Сам текст начинается с почти лирической ноты. «Этот рассказ назначен только для личных знакомых, и потому чтение его без согласия автора (Ленина) равно чтению чужого письма». Но тем не менее до опубликования в январе 1904 года протоколов съезда мой рассказ был единственным партийным документом, освещавшим итоги II съезда и причины раскола. Потом некоторые положения этого рассказа нашли свое отражение и развитие в моей книге «Шаг вперед, два шага назад», к которой я уже, наверное, не буду обращаться.
Запуская тогда этот актуальный текст в наш большевистский «самиздат», я тем самым начал свою кампанию по разоблачению оппортунистической тактики меньшевиков. Они и после съезда продолжали шушукаться и интриговать, а я обо всем, что было и что случилось, — написал. Не надо лениться, не следует слишком уповать на приватные разговоры и сочувственные поддакивания. Надо садиться за стол и формулировать. А потом уже рассудят и товарищи, и история.

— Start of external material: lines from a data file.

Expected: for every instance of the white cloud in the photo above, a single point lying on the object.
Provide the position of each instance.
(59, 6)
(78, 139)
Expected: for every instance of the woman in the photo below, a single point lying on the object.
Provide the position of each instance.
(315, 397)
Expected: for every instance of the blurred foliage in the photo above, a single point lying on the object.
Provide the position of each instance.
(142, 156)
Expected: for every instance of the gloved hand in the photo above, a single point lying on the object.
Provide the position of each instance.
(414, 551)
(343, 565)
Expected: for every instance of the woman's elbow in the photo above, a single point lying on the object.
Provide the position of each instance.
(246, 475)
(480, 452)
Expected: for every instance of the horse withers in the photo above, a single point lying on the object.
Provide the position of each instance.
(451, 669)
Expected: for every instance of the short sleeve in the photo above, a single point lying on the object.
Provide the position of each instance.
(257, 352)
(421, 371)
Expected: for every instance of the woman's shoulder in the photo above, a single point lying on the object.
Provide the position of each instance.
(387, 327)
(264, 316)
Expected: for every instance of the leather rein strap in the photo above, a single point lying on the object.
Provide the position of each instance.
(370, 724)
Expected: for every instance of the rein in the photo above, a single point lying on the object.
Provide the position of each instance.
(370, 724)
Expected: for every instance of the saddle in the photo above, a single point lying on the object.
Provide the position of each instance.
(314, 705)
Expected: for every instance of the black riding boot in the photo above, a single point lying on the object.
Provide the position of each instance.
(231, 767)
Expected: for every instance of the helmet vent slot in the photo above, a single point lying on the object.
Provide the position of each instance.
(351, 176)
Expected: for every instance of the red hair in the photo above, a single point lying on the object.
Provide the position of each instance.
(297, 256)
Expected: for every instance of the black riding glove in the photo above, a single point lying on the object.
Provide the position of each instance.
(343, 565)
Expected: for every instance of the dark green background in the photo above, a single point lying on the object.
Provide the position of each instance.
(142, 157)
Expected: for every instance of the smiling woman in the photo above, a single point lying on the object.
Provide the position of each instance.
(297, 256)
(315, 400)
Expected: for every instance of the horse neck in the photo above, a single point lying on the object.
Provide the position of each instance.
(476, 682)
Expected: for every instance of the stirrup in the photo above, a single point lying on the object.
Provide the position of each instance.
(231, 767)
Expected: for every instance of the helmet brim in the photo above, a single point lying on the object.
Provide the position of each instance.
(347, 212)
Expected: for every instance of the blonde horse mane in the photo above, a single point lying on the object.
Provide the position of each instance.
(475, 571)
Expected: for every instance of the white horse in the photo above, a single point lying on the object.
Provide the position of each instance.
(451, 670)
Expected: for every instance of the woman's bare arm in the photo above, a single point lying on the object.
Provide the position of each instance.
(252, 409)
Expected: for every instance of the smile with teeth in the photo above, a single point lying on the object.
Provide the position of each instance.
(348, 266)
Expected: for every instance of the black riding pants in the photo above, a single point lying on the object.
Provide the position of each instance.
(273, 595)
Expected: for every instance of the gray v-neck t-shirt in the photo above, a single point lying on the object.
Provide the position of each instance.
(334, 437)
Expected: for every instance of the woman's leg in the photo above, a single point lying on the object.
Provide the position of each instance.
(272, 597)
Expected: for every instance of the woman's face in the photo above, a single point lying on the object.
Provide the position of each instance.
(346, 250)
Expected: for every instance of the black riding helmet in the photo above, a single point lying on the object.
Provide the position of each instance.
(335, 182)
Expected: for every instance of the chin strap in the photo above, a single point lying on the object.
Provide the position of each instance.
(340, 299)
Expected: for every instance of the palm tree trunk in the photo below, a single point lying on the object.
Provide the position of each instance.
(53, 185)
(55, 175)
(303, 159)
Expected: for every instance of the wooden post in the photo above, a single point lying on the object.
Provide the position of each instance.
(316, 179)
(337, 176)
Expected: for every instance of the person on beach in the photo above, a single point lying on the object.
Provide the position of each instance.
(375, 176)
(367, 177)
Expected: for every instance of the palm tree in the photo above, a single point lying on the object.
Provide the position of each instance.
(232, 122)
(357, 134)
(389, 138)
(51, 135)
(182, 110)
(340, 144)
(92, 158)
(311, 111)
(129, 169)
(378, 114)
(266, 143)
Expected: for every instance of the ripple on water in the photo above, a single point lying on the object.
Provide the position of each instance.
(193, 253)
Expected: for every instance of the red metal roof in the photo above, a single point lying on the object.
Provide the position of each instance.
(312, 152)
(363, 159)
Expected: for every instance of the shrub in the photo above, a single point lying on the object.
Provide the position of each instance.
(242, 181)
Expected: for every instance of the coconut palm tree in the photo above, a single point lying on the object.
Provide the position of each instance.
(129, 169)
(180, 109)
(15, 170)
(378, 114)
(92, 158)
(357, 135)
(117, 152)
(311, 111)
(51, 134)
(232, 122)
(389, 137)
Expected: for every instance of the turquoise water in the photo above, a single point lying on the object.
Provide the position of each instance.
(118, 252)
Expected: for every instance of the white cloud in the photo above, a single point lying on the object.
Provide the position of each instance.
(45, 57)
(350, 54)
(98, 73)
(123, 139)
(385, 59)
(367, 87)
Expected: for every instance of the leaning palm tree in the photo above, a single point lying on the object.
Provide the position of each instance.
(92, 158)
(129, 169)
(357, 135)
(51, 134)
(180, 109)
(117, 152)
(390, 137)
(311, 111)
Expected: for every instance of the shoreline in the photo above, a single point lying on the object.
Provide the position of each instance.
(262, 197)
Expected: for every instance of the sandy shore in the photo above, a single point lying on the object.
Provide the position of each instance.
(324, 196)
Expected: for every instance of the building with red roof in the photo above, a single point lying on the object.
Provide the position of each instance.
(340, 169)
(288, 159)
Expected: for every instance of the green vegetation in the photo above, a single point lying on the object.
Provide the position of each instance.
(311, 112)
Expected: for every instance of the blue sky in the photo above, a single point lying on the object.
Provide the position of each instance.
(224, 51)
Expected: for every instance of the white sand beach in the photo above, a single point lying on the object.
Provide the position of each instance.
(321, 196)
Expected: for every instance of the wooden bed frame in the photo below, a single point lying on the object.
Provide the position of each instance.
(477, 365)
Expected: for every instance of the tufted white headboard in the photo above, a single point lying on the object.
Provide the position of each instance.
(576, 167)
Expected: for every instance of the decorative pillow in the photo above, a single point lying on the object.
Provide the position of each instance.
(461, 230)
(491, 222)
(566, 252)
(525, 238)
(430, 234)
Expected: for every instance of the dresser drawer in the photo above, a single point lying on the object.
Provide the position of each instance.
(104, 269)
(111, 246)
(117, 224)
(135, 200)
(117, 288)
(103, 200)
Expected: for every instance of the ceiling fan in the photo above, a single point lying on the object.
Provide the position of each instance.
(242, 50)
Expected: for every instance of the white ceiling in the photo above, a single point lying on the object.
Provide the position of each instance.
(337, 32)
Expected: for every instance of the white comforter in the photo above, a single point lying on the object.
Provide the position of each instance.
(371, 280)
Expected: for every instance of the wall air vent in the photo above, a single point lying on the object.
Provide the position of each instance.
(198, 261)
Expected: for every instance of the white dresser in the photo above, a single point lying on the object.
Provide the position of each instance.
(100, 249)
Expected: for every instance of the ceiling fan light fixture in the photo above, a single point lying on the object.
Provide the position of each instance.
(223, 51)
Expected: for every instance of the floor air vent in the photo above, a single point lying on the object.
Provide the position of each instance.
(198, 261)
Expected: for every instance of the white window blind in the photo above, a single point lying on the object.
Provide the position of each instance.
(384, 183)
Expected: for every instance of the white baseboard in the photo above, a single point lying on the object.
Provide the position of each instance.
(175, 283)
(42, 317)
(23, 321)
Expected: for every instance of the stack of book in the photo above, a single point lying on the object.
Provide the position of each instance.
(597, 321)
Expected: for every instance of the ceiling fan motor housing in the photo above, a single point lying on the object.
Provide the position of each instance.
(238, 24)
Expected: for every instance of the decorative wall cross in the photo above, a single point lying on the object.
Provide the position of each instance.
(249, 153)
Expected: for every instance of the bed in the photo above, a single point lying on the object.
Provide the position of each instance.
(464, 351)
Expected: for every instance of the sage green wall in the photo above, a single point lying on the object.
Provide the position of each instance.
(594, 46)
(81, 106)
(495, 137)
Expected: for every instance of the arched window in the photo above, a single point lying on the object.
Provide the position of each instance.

Но я продолжу свои соображения о Бунде.
Помнит ли читатель, что это слово фактически означало? А именно: «Всеобщий еврейский союз в Литве, Польше и России». Надо обратить внимание на предлог «в», здесь суть всей проблемы. Бунд был организован в 1897 году, объединял по преимуществу полупролетарские элементы еврейских ремесленников западных областей России. На I съезде РСДРП в марте 1898 года Бунд вошел в РСДРП. На II съезде бундовцы выступили с требованием признать Бунд единственным представителем еврейского пролетариата. С позиций сегодняшнего времени это все уже смешно и стоит дешевого фарса. Какое-то удивительное избранничество и стремление добыть счастье только для себя. А разве, в самом общем смысле, бывает индивидуальное счастье? Бунд — как представитель счастья, свободы, равенства и благосостояния всех еврейских рабочих? Это очень все не согласовывалось с моей мечтой о единой сплоченной партии, в которой растворились бы все обособления и кружки со своими основывающимися на личных симпатиях и антипатиях отношениями, о партии, в которой не было бы никаких искусственных перегородок, в том числе и национальных.